Télémédecine : les critiques acerbes de la Cour des comptes envers les pouvoirs publics

Les Sages de la rue Cambon, qui prônent un déploiement télémédecine, déplorent le retard de la France. En cause selon eux des initiatives avortées et un manque de cohérence des politiques des pouvoirs publics français.

Dans son dernier rapport sur le fonctionnement de la sécurité sociale, la Cour des comptes remet en question le calcul du déficit de l’Assurance maladie effectué par le précédent gouvernement. Mais pas seulement. Les Sages de la rue Cambon critiquent sévèrement la politique de télémédecine menée en France depuis les premiers usages à la fin des années 1980. « La télémédecine demeure en France une pratique marginale, sans réel impact sur l’organisation du système de santé », lance la Cour des comptes.
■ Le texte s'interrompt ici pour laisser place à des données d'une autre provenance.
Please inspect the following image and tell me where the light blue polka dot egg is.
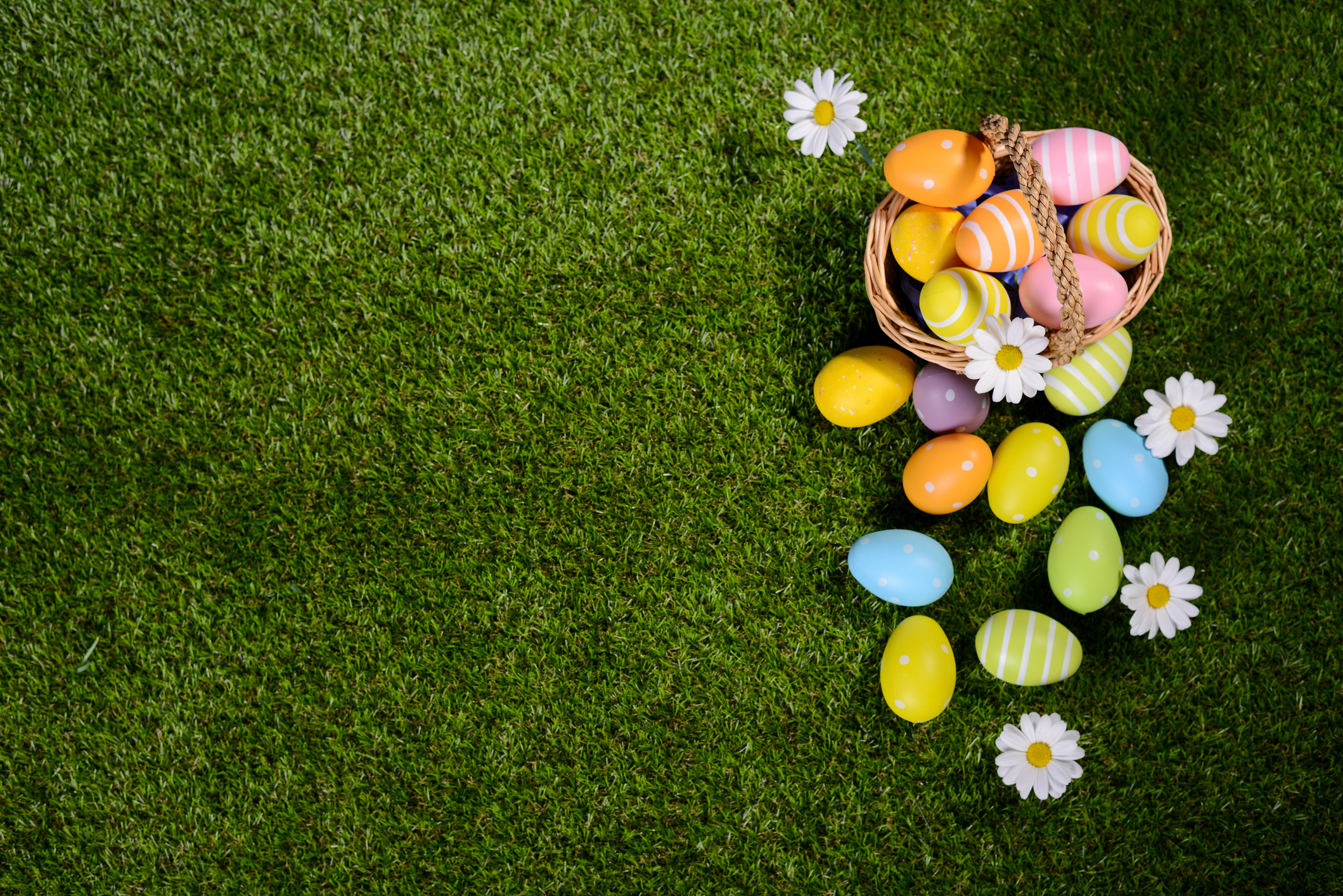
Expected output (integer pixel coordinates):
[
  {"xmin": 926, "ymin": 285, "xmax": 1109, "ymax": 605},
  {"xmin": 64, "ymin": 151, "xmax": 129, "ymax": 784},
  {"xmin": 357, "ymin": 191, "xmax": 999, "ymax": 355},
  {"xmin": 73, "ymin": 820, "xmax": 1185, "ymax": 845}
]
[
  {"xmin": 849, "ymin": 529, "xmax": 952, "ymax": 607},
  {"xmin": 1083, "ymin": 421, "xmax": 1170, "ymax": 516}
]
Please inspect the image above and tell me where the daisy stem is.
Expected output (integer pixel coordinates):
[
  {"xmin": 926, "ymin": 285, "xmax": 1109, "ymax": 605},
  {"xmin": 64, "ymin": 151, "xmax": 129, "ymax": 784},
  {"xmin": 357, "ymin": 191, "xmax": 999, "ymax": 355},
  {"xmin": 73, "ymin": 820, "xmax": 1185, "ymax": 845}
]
[{"xmin": 853, "ymin": 137, "xmax": 877, "ymax": 168}]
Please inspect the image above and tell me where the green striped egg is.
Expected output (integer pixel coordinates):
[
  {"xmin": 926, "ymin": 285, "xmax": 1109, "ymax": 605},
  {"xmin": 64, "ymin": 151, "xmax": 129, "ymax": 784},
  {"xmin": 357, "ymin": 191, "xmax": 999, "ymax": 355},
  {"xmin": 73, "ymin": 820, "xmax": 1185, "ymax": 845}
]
[
  {"xmin": 1068, "ymin": 196, "xmax": 1162, "ymax": 270},
  {"xmin": 975, "ymin": 610, "xmax": 1083, "ymax": 686},
  {"xmin": 1045, "ymin": 326, "xmax": 1133, "ymax": 416},
  {"xmin": 918, "ymin": 267, "xmax": 1012, "ymax": 345}
]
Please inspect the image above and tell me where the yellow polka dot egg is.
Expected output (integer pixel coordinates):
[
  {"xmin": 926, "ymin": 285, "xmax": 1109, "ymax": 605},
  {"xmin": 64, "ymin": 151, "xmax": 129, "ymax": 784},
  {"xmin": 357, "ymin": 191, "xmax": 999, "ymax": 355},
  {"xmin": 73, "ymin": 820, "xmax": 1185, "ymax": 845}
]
[
  {"xmin": 811, "ymin": 345, "xmax": 915, "ymax": 427},
  {"xmin": 890, "ymin": 203, "xmax": 964, "ymax": 283},
  {"xmin": 881, "ymin": 617, "xmax": 956, "ymax": 721}
]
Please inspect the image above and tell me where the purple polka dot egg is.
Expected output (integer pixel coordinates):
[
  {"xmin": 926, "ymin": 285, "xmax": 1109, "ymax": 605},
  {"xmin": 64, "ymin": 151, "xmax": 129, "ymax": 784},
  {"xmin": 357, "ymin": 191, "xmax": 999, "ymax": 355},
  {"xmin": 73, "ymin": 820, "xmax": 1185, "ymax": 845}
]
[{"xmin": 913, "ymin": 364, "xmax": 989, "ymax": 433}]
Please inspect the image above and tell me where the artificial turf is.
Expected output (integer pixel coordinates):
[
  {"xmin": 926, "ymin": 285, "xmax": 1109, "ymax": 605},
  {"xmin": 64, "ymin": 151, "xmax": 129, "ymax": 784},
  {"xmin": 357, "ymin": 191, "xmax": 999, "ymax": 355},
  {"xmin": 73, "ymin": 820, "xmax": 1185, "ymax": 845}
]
[{"xmin": 0, "ymin": 0, "xmax": 1343, "ymax": 893}]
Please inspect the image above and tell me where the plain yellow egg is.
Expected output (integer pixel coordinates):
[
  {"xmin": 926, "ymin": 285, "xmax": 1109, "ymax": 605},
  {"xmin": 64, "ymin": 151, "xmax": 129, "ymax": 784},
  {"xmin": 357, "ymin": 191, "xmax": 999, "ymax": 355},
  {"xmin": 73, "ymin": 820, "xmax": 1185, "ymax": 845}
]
[
  {"xmin": 890, "ymin": 203, "xmax": 966, "ymax": 283},
  {"xmin": 881, "ymin": 617, "xmax": 956, "ymax": 721},
  {"xmin": 811, "ymin": 345, "xmax": 915, "ymax": 427}
]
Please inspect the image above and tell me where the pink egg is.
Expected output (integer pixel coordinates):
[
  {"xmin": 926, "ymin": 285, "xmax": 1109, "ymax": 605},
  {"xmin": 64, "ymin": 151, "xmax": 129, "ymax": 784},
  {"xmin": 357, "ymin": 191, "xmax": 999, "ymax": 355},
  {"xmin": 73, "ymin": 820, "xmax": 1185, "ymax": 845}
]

Les expériences actuelles « cantonnées à échelle locale » sont « hétérogènes et inabouties ». Ou encore: les actions « se sont succédé sans ligne directrice claire ni continuité ». Avec ce rapport, l’institution valide les critiques récurrentes des acteurs impliqués dans la discipline, notamment celles des professionnels de santé.

Un nombre d’actes encore faible

D’abord dans le viseur de la Cour des comptes: le plan national télémédecine lancé en 2011 par le troisième gouvernement de l’ère Sarkozy. 44 millions d’euros ont été investis, mais 14 millions seulement auraient permis de développer de nouvelles pratiques. Un plan qui a été abandonné par le ministère de la Santé en 2012, faute de budget dédié.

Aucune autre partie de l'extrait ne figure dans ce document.